George Osborne is apparently going to announce today that 260,000 2 year olds will be allocated nursery places, especially targetted at deprived areas. This sounds like it will result in children in poorer homes being given great education (a whole extra year at school!) and impoverished parents being able to get back into employment earlier.
But will it work? I can see there’ll be a benefit for parents already back at work – they’ll bear less of their childcare costs. And childcare may look more affordable for someone getting a full time job. But in our parish, I can’t see many full time jobs available and barely any of those part time jobs that someone could do in between dropping a child at nursery and returning to collect them 3 hours later. One friend would love to work during the school day (and year) but very few jobs are that flexible, unless they’re in a school. So perhaps that’s the government’s plan – employ all those unemployed parents in the nurseries that will be expanding.
It’ll be a good break for some knackered (mainly) mums but then it supplies the message that a 2 year old is better off in the hands of a government run nursery than at home and out and about with their family. I think that this was what the communists did. Aren’t we heading for the ultimate Nanny State? Am I missing something, or is this just something that the Chancellor is announcing to deflect attention from the horrors of the economy? I note that it’s been used as the headline in the online Telegraph site and doesn’t seem to be mentioned in the Guardian. Hmmmm.
My daughter works or a government funded nursery, she has a room of 16 under 3’s, some of whom are with her from 8 am to 6 pm. Some cry a lot, she does her best to give them the attention that they need. She informs their parents on their development, as they often miss the “firsts”. She is very fond of those in her care ,even the more challenging. But she feels that they would be better off at home,for their emotional and physical development.
What is so wrong with Mothers (or Fathers)being paid the same as a Child Minder, to enable them to stay at home, at least until the child is at School. Why is parenting seen as unimportant these days?Just a few years of nuturing and stability would make all the difference. Do we need so many material things ,surely our childrens’ needs should come first. Can we then castigate Young people for bad behaviour later on?
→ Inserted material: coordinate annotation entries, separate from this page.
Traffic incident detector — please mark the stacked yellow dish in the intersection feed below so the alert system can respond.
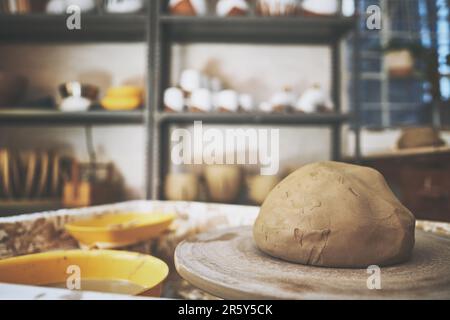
[0,250,169,297]
[101,86,144,111]
[65,212,175,249]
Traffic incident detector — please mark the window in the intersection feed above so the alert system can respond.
[350,0,450,128]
Our 2.8 year old knows the meanings of ‘Wondering’, ‘Sycamore’, ‘Nocturnal’, ‘Tutu’, ‘Thinking’… to name just a handful, as well as being able to recognise a number of different trees by their leaves. No nursery place here… neither would we want one, we just talk to our children as do all the members of the family expanding their experience and language daily. How can a millionaire cabinet minister (aren’t they all?) know what we need? Certainly not this ‘smoke screen’. Thinks… must teach Ivy the meaning of ‘smoke screen’ (!)
I think it’s a great idea…but then I had no choice to be put into a nursery that young because my father had to work, otherwise we wouldn’t have been provided for. I don’t think it sends the message that a child is better off in a nursery, surely it’s just providing an alternative?
I’ve done the whole range over three kids – gone back full-time using a childminder; staying home; and using sessional nursery/creche/preschool care while working from home. Whatever provision there is, kids still get sick at very short notice, so one parent has to be able to stay home at the drop of a hat. There’s not many places that want you to send a sick child. My first got chicken pox aged 3 when I was working full-time, and was quarantined for two weeks. My work made me use my precious annual leave! Then there’s other things — my son started having knee dislocations at age 14, when I thought he was getting independent. Six dislocations and two operations in the next 3 years meant I was driving him to school and picking him up (while he was on crutches for long spells) — as well as ferrying him to endless physio appointments. I don’t know how anyone could keep working full-time in that sort of scenario?